The website is "https://www.nseindia.com/companies-listing/corporate-filings-announcements". A friend sent me the underlying link to downloads data between some dates as csv file as "https://www.nseindia.com/api/corporate-announcements?index=equities&from_date=14-01-2022&to_date=20-01-2022&csv=true\27" This link works fine in a web browser First If some one can educate how he got this link or rather how I can get this link. second I am unable to read the csv file to a data frame from this link in python. May be some issues with ' or something else. code is

csv_url='https://www.nseindia.com/api/corporate-announcements?index=equities&from_date=14-01-2022&to_date=15-01-2022&csv=true''
df = pd.read_csv(csv_url)
print(df.head())

CodePudding user response：

use wget.py
DATA_URL = 'http://www.robots.ox.ac.uk/~ankush/data.tar.gz'

DATA_URL = '/home/xxx/book/data.tar.gz'

out_fname = 'abc.tar.gz'

wget.download(DATA_URL, out=out_fname)

CodePudding user response：

Okay so for this issue, first you need to request the NSE website with headers as mentioned in this post and then once you hit the main website, you get some cookies in your session, using which you can hit your desired url. To convert that url data to pandas compatible string, I followed this answer.

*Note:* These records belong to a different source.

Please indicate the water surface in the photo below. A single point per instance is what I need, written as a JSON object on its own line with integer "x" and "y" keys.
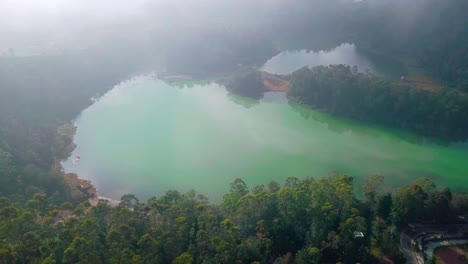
{"x": 147, "y": 137}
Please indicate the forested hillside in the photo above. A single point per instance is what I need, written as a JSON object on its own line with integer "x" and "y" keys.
{"x": 303, "y": 221}
{"x": 45, "y": 217}
{"x": 344, "y": 91}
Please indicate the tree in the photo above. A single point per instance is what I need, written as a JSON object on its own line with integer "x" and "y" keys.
{"x": 80, "y": 251}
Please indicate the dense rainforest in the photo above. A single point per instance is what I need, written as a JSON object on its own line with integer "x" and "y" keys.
{"x": 343, "y": 91}
{"x": 303, "y": 221}
{"x": 45, "y": 217}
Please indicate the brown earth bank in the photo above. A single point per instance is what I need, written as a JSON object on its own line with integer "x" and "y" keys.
{"x": 422, "y": 82}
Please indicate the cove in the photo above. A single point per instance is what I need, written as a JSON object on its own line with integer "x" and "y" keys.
{"x": 146, "y": 137}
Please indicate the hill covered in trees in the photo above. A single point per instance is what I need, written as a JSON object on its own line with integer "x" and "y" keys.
{"x": 343, "y": 91}
{"x": 304, "y": 221}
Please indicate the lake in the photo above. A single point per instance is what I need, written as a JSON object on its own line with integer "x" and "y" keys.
{"x": 146, "y": 137}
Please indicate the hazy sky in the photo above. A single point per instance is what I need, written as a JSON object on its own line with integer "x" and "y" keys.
{"x": 42, "y": 14}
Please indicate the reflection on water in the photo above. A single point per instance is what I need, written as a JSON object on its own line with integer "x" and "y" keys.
{"x": 149, "y": 137}
{"x": 289, "y": 61}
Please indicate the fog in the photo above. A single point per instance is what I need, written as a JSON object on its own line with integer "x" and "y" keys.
{"x": 231, "y": 31}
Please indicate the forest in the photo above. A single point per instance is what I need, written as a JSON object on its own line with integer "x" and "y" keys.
{"x": 343, "y": 91}
{"x": 303, "y": 221}
{"x": 45, "y": 217}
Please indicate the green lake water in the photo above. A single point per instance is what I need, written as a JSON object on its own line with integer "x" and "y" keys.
{"x": 147, "y": 137}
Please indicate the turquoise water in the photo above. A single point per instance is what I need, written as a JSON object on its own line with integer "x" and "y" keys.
{"x": 147, "y": 137}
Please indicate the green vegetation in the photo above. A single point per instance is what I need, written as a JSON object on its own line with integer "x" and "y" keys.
{"x": 39, "y": 96}
{"x": 343, "y": 91}
{"x": 304, "y": 221}
{"x": 46, "y": 218}
{"x": 246, "y": 82}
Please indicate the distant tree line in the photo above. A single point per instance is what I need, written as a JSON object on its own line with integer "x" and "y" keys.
{"x": 343, "y": 91}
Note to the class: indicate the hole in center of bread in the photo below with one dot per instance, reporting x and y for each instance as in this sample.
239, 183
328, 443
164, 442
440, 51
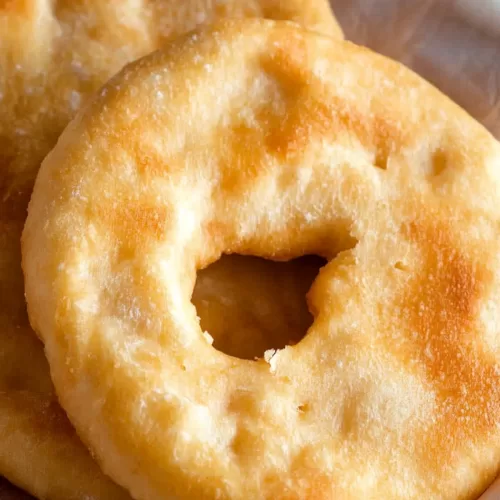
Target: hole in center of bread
250, 305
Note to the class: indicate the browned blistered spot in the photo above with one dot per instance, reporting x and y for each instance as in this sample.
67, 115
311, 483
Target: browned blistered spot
134, 221
287, 61
304, 484
310, 119
440, 307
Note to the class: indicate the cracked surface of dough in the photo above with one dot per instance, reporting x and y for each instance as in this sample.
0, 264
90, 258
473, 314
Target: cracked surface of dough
261, 139
53, 55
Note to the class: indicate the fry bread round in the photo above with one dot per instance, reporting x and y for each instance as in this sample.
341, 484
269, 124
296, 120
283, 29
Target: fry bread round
262, 139
53, 55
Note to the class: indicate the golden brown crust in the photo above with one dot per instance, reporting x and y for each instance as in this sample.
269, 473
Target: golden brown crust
271, 141
53, 55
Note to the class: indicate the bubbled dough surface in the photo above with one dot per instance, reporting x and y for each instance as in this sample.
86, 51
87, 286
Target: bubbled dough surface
53, 54
394, 391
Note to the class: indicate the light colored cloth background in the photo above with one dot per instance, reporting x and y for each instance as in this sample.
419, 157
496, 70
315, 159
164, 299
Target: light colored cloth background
455, 44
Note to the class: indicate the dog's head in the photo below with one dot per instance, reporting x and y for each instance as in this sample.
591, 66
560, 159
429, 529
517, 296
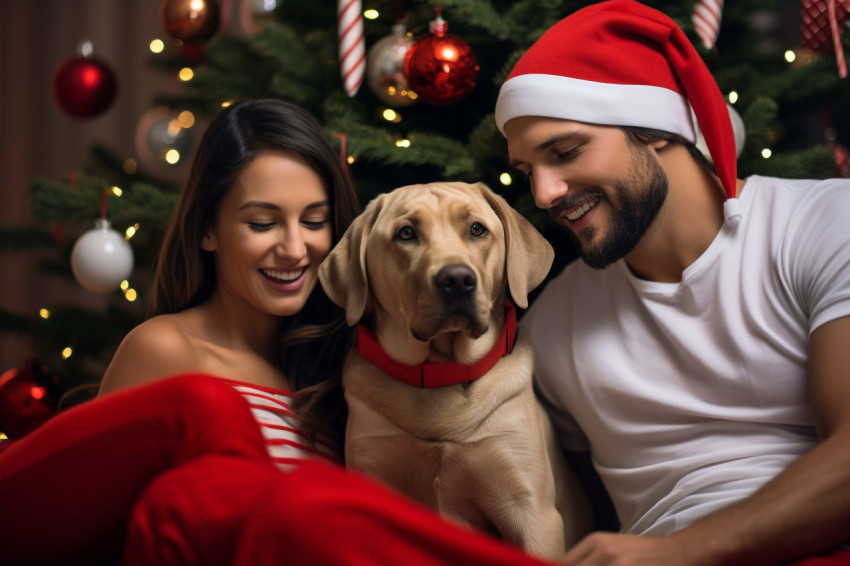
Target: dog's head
438, 257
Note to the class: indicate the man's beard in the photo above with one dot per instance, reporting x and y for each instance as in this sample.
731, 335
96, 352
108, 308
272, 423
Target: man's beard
640, 197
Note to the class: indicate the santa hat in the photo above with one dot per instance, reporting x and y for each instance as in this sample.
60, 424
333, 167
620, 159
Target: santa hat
622, 63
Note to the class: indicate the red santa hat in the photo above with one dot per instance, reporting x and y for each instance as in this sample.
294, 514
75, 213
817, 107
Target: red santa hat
622, 63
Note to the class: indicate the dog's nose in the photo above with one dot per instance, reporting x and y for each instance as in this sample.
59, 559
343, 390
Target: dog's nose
456, 280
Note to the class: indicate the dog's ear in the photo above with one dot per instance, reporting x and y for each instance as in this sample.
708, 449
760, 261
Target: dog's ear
528, 255
343, 272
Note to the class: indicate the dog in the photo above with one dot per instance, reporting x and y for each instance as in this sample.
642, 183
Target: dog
440, 396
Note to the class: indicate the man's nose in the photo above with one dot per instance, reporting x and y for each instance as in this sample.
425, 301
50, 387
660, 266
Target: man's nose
548, 189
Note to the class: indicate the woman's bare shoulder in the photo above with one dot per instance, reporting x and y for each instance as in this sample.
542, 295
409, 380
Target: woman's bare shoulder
157, 348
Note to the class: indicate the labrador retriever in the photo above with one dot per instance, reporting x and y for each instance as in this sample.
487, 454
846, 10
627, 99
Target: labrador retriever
439, 388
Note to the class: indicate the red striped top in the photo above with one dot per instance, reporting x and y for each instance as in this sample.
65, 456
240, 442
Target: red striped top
288, 445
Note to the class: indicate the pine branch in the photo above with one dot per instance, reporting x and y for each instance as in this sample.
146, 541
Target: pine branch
24, 239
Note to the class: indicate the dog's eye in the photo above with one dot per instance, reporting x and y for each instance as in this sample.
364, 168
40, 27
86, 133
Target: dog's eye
406, 233
477, 229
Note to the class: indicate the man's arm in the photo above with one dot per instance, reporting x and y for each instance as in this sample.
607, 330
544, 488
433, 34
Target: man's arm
801, 512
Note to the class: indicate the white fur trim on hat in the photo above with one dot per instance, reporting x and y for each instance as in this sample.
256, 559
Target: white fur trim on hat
567, 98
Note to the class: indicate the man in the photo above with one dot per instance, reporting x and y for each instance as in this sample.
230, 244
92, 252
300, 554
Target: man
701, 351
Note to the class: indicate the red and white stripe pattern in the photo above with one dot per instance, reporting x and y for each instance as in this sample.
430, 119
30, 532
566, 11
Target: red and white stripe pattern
706, 20
352, 45
287, 444
822, 24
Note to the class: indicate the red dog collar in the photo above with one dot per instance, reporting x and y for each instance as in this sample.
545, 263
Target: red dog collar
429, 374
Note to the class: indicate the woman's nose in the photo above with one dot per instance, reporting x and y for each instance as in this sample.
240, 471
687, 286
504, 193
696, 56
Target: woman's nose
291, 244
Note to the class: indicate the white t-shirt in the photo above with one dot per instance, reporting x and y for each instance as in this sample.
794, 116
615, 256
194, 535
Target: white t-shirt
692, 395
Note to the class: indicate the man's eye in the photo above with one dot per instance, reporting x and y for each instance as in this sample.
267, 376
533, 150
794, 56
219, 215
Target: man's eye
567, 155
477, 229
406, 233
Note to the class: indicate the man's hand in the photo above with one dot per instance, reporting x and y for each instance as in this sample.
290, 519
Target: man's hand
611, 549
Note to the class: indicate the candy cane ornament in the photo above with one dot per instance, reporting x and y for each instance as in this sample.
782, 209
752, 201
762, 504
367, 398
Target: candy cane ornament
352, 45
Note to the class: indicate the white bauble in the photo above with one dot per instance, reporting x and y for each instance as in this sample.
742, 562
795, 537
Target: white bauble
385, 68
101, 259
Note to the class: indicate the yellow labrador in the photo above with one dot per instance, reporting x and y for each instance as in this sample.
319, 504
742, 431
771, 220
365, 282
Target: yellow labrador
437, 407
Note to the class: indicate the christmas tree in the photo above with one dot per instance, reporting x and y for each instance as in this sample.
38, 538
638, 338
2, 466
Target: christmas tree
405, 124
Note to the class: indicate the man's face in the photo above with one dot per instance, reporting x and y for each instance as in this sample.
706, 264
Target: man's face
604, 189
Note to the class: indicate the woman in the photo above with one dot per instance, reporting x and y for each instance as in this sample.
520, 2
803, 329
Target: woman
168, 465
236, 292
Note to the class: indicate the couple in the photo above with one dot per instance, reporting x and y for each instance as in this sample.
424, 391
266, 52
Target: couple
697, 356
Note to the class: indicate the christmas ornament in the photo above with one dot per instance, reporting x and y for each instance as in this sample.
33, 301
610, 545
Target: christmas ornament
159, 132
738, 130
190, 21
254, 14
842, 160
441, 67
822, 23
101, 259
385, 68
352, 45
84, 86
29, 396
706, 20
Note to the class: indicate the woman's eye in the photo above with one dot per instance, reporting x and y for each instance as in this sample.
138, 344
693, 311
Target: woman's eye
406, 233
477, 229
260, 226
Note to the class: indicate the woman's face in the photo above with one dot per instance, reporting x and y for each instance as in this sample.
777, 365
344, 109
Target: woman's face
272, 232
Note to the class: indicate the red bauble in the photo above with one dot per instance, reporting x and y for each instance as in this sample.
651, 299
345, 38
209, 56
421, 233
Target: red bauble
84, 86
28, 397
190, 21
842, 161
440, 67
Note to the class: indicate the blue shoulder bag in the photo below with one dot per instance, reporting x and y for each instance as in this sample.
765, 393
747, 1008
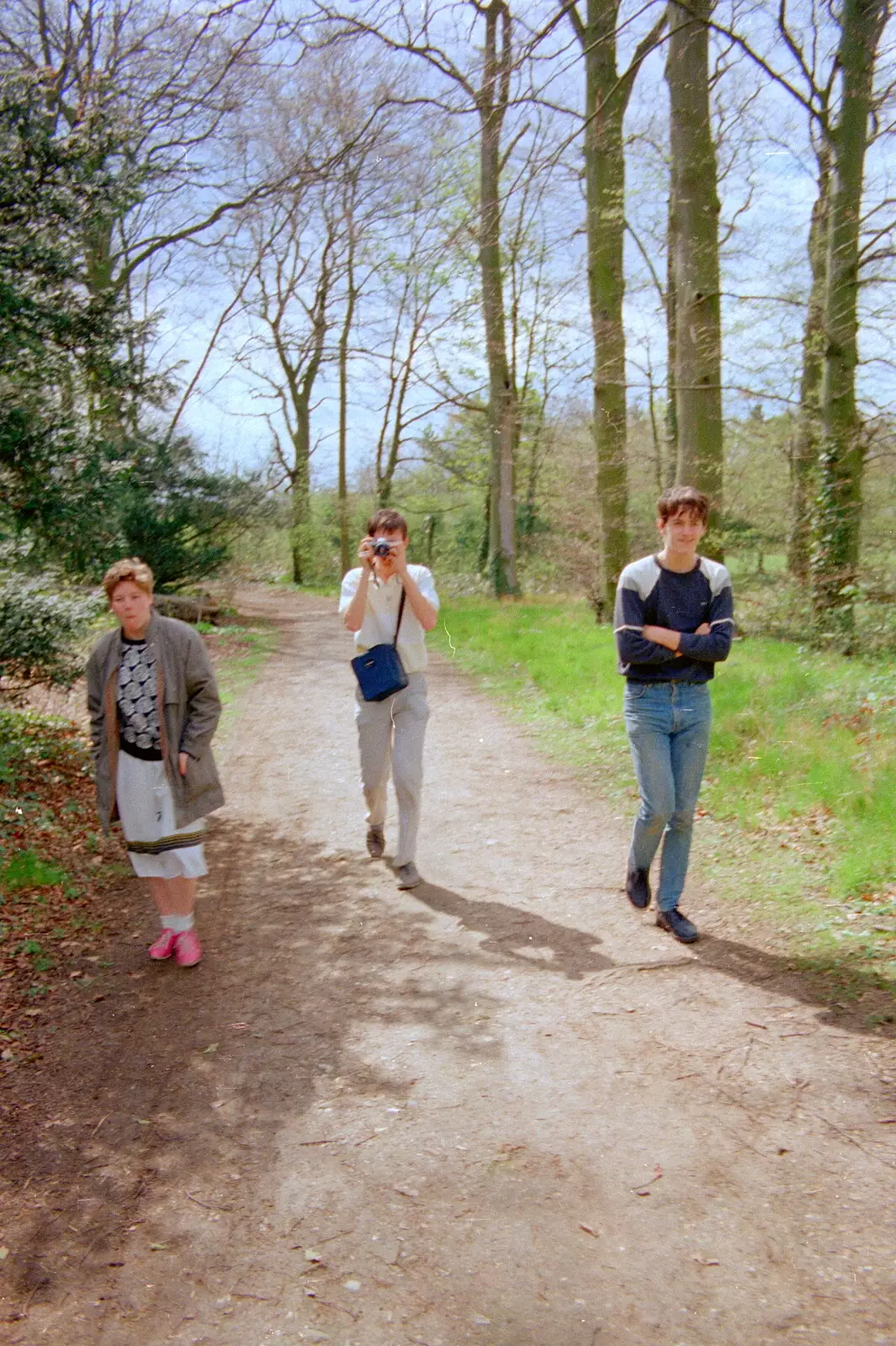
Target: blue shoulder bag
379, 670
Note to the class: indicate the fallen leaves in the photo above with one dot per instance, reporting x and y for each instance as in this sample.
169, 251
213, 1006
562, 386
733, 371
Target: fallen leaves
644, 1189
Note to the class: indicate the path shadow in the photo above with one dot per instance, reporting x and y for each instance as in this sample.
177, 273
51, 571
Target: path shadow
545, 946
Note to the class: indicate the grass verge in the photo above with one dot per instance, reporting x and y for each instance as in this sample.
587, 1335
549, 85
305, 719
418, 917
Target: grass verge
798, 814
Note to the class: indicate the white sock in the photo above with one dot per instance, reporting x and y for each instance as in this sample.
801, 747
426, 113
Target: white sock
177, 924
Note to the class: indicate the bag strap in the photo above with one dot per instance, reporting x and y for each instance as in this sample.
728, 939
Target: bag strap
401, 609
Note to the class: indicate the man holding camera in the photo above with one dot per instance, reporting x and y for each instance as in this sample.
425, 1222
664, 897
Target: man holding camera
390, 733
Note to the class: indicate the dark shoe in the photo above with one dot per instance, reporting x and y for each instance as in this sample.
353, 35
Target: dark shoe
375, 843
678, 925
638, 888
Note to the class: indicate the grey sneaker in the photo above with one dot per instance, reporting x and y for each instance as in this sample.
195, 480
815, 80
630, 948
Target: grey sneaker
375, 843
678, 925
638, 888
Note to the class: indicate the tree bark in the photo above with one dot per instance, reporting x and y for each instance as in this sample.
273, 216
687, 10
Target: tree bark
803, 464
606, 215
606, 101
694, 195
671, 345
342, 489
502, 392
842, 457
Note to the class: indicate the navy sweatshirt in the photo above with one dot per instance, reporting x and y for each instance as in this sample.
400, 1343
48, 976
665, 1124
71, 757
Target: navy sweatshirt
650, 596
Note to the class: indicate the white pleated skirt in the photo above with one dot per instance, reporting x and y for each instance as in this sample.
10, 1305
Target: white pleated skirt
156, 848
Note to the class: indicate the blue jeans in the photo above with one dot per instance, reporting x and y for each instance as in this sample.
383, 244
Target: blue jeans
667, 726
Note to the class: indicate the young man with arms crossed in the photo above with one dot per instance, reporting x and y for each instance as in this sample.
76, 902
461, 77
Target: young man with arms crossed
673, 623
390, 733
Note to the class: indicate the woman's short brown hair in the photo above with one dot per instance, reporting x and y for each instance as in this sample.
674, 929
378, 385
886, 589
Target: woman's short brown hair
682, 500
386, 522
130, 569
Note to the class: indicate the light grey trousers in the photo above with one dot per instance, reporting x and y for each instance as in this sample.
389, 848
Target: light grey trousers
390, 737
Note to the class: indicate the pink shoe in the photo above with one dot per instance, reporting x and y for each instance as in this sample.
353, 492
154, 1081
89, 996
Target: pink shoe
188, 951
164, 946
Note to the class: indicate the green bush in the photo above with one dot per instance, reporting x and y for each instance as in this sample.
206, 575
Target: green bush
40, 633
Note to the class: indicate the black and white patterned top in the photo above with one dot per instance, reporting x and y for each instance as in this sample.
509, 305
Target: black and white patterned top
137, 703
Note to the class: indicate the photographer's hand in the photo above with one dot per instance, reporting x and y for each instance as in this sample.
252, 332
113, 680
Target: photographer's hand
365, 554
400, 559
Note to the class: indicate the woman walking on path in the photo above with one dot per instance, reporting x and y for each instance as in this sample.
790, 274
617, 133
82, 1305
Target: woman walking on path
385, 599
154, 708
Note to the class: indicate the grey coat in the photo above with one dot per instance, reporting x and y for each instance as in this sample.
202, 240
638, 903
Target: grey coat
188, 711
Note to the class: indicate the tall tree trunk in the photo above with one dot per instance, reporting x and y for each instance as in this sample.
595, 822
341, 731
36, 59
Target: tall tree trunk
671, 343
842, 457
696, 231
502, 392
300, 491
606, 101
803, 464
342, 489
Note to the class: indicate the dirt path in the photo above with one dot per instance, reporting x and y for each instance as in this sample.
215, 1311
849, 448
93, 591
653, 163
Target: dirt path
500, 1110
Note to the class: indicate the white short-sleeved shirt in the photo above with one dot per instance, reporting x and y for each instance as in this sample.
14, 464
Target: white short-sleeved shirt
379, 626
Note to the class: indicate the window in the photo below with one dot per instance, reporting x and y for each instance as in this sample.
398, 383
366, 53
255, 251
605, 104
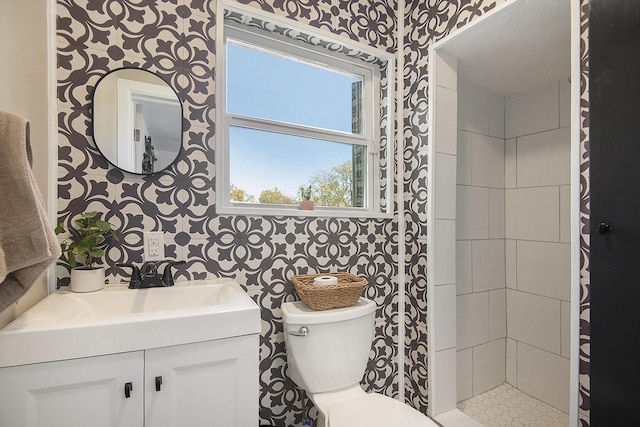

Make sure to have the custom user agent in the header else it will fail.

import pandas as pd
import io
import requests

base_url = 'https://www.nseindia.com'
session = requests.Session()
headers = {
    'user-agent': 'Mozilla/5.0 (Windows NT 10.0; Win64; x64) AppleWebKit/537.36 (KHTML, '
                         'like Gecko) '
                         'Chrome/80.0.3987.149 Safari/537.36',
    'accept-language': 'en,gu;q=0.9,hi;q=0.8',
    'accept-encoding': 'gzip, deflate, br'}

r = session.get(url, headers=headers, timeout=5)
cookies = dict(r.cookies)
response = session.get('https://www.nseindia.com/api/corporate-announcements?index=equities&from_date=14-01-2022&to_date=20-01-2022&csv=true', timeout=5, headers=headers)

content = response.content
df=pd.read_csv(io.StringIO(content.decode('utf-8')))
print(df.head())